Not only parliamentary, when Göran Persson and Mona Sahlin gains power over the party, but also morally and spiritually. The lucrative gesture of reconciliation by the obscure Nazi Harald is Guillou’s not-so-subtle way of showing how the logic of capital ultimately triumphs over ethics and politics. A new era begins, and the great utopian projects of the 20th century, solidarity with humanity represented by Guillou’s heroes, are buried. Now wait for something darker.
We started again. We do not give up.
And even if I write this as a representative of the true antagonist of the novel series: Expressen, “the most abominable newspaper in the country,” something you can’t even hold onto without a shit, the greatest torment of the novel’s characters. , far more cruel than the comparatively deeply human Nazi. Harald – I want to praise Guillou.

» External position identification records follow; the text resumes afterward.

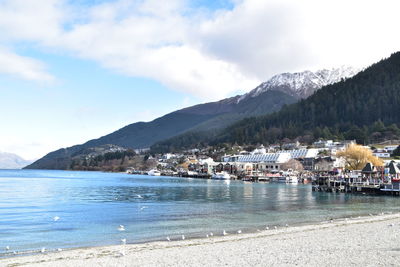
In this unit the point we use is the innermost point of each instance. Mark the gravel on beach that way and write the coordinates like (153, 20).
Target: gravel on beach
(366, 241)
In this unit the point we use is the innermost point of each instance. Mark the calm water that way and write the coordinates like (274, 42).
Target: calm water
(92, 205)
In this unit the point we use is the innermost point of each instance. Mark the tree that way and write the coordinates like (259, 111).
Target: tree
(396, 152)
(357, 157)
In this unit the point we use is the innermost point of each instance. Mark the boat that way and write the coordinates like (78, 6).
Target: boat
(154, 173)
(290, 179)
(221, 176)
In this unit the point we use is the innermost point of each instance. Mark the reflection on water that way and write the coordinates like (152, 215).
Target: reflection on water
(91, 206)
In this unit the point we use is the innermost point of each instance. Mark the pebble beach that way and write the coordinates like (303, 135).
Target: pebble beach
(368, 241)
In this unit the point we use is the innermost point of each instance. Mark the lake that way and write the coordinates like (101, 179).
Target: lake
(63, 209)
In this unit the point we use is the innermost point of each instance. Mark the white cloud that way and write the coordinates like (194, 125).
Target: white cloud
(207, 53)
(23, 67)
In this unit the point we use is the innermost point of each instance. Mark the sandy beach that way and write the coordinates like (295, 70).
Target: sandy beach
(367, 241)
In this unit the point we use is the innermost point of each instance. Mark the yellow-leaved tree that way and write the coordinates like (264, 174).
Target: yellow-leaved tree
(357, 157)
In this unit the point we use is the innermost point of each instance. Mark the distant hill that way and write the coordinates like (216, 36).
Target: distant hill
(203, 119)
(12, 161)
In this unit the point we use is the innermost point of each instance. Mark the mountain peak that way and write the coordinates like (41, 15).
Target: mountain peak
(302, 84)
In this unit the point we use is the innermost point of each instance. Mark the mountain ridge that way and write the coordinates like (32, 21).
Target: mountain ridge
(212, 116)
(12, 161)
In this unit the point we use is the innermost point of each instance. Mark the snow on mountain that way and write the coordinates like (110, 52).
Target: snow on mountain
(12, 161)
(302, 84)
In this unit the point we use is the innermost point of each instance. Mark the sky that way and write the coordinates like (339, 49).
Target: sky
(74, 70)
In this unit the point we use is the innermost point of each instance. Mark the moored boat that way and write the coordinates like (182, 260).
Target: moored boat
(221, 176)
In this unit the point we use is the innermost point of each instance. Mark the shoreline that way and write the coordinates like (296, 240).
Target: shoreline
(154, 252)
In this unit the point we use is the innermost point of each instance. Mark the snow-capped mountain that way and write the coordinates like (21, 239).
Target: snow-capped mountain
(302, 84)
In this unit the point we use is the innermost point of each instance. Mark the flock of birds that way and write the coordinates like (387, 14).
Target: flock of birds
(121, 228)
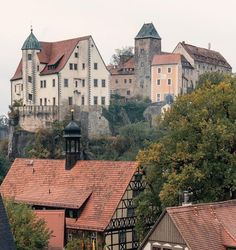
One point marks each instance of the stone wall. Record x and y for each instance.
(93, 123)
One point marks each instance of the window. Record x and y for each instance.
(95, 82)
(82, 100)
(122, 236)
(103, 83)
(103, 100)
(130, 212)
(70, 100)
(95, 100)
(83, 82)
(66, 83)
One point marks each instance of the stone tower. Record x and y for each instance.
(147, 44)
(30, 68)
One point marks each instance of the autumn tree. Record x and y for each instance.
(197, 151)
(28, 231)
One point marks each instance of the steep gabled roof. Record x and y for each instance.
(94, 186)
(205, 55)
(55, 54)
(6, 238)
(31, 42)
(204, 226)
(148, 31)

His series of novels is a kind of politics for the people, a total, almost total way of looking at the world and judging it. Communication, ideology, entertainment; Literature that refuses to be fine, fine and French, to use Guillou’s terminology, but without sacrificing ambitions and pretensions. And that is precisely why “The Great Century” becomes a significant and distinctive addition to Swedish literature. I say this as a true compliment.
Dear Jan, I know I’m writing this from enemy territory, but still. Shall we not take and bury the axes? It’s over now, the whole thing. The story is over. We had a beer and let old wooden trees die. We started again. We do not give up.
ROMAN
JAN GUILLOU
The end of the story
Piratförlaget, 492 p.
Victor Malm is critic and editor of Expressen’s culture page.